La promesse d’Abiy de mettre en oeuvre les réformes lui a valu l’octroi, en 2019, de prêts d’une valeur de 9 milliards de dollars par la Banque mondiale, le Fonds monétaire international et d’autres institutions financières occidentales pour « soutenir » les réformes. Dans le cadre du processus de privatisation, le gouvernement a lancé un appel d’offres pour les licences de téléphonie mobile qui mettrait fin au monopole gouvernemental. La première licence a été remportée par la société britannique Vodafone et deux de ses filiales africaines, Safaricom et Vodacom. Elles ont devancé l’offre d’un consortium dirigé par la société de télécommunications sud-africaine MTN, soutenue par le fonds chinois Silk Road. Alors que l’offre de MTN s’élevait à 600 millions de dollars, Vodafone a raflé la mise avec 850 millions de dollars, aidée par un prêt de 500 millions de dollars de la Société financière internationale pour le développement (DFC) du gouvernement américain. L’objectif politique de cette opération a d’ailleurs été reconnue par tous les médias. La légitimité de ce prêt pourrait aussi être débattue, si l’on considère qu’il représente un quart du portefeuille de prêts de la DFC cette année et qu’il a été attribué à une société britannique n’ayant aucun investissement aux États-Unis. Cet argent ne bénéficiera très probablement pas à l’Éthiopie, mais ira plutôt au service de la dette. Étant donné que l’entreprise publique éthiopienne de téléphonie mobile fonctionne assez efficacement (avec une technologie chinoise), le rachat par Vodafone ne présente aucun avantage pour le développement du pays, alors que ces 500 millions de dollars auraient pu être consacrés à de vraies infrastructures. C’est bien connu que ces opérations privées de téléphonie mobile ne sont plus qu’une vache à lait. Cependant, une autre licence sera proposée à l’appel d’offres, que le consortium soutenu par la Chine pourrait remporter, s’il est toujours intéressé.

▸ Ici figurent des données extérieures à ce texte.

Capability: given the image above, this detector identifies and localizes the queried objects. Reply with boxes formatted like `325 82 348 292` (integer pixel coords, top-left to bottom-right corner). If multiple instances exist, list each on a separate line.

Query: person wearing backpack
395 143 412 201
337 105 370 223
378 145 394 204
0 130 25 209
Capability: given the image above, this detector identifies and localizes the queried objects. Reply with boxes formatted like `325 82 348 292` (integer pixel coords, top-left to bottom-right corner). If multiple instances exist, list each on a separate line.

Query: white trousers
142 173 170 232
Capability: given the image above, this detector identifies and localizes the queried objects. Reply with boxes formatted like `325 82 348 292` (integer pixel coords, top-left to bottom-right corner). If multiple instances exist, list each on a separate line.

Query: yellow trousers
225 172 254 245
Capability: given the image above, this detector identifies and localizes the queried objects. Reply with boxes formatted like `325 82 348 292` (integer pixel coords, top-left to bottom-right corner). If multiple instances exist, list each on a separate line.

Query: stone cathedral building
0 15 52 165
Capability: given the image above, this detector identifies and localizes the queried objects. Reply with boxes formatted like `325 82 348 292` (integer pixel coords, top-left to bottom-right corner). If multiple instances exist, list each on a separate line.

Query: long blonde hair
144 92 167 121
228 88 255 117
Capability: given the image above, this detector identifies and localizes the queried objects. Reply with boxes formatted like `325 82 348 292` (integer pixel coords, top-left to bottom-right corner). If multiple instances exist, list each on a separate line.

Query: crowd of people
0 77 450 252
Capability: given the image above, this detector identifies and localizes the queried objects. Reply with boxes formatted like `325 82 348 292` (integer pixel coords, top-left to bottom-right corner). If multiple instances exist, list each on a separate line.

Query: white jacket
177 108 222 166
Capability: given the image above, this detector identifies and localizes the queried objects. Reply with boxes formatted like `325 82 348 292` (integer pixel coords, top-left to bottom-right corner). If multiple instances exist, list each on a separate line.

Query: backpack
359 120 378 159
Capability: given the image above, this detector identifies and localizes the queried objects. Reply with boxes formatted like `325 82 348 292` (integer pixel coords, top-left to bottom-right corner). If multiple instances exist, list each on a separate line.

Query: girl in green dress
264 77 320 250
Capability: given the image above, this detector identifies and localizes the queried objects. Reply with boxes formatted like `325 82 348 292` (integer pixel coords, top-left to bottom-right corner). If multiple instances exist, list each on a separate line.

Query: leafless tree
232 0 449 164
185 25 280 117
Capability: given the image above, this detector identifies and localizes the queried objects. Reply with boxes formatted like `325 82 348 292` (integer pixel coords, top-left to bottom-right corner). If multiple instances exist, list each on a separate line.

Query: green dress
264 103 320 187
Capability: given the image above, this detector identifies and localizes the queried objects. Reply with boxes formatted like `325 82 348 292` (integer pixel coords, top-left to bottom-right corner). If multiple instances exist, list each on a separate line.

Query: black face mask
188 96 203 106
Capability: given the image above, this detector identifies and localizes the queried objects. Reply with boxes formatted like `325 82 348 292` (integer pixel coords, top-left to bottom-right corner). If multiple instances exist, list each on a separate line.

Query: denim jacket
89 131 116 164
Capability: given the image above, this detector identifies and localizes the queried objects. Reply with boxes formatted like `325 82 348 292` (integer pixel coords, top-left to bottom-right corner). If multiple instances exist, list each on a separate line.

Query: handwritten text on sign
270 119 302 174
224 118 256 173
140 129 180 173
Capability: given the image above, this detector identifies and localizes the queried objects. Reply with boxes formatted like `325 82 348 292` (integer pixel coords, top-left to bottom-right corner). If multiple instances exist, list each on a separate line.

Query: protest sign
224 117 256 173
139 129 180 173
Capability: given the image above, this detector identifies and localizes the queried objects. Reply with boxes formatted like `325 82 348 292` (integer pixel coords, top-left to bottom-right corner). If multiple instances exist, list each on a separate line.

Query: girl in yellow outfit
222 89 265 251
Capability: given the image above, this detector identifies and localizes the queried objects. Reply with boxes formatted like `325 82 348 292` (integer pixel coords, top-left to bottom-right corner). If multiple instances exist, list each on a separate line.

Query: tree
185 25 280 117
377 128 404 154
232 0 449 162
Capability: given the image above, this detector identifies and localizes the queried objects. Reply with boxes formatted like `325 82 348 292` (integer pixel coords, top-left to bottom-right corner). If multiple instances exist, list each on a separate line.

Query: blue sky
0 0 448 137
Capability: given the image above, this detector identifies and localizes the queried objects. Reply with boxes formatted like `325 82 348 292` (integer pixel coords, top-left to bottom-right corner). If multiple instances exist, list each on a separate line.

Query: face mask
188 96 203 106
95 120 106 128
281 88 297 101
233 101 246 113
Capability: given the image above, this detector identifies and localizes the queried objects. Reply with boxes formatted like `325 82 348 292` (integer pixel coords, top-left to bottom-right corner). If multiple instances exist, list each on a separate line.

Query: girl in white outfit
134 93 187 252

Même les médias occidentaux reconnaissent qu’en 2005, le TPLF au pouvoir avait décidé de mettre le processus de démocratisation en veilleuse et d’adopter la politique chinoise de « l’État développeur ». Pendant la décennie suivante, il a mis en oeuvre une politique d’industrialisation axée sur les infrastructures et a restreint le capitalisme « rentier ». Ce qui conduisit à la construction de la première autoroute à six voies du pays, d’une voie ferrée électrifiée à double voie reliant Addis- Abeba au port de Djibouti, de zones industrielles et de projets hydroélectriques de style chinois, le tout avec l’aide financière et technique de la Chine. Les médias occidentaux clament que le TPLF s’est enrichi par corruption grâce à cette politique, mais le fait est que l’Éthiopie a bénéficié d’une croissance de son produit intérieur réel (PIB) de 10,9 % en moyenne entre 2004 et 2014. La faction du TPLF a d’ailleurs fait obstacle à la politique de réforme d’Abiy.

Reflétant le soutien total du gouvernement britannique au programme de réforme occidental, le 5 août, Chatham House a organisé un webinaire au cours duquel le ministre éthiopien du Développement et de la Planification, Fitsum Assefa Adela, et le ministre d’État aux Finances, Eyob Tekalgn Tolina, ont présenté le programme de réforme de leur pays à l’élite londonienne.

C’est la mise en oeuvre de ce programme de réformes qui a malheureusement déclenché la lutte politique et militaire actuelle, qui menace désormais l’existence même de l’État éthiopien, à moins que des mesures dignes d’un homme d’État, et non des sanctions et des interventions extérieures, ne soient prises pour arrêter la militarisation du conflit et ouvrir le dialogue pour un meilleur avenir de l’Éthiopie et de l’Afrique de l’Est.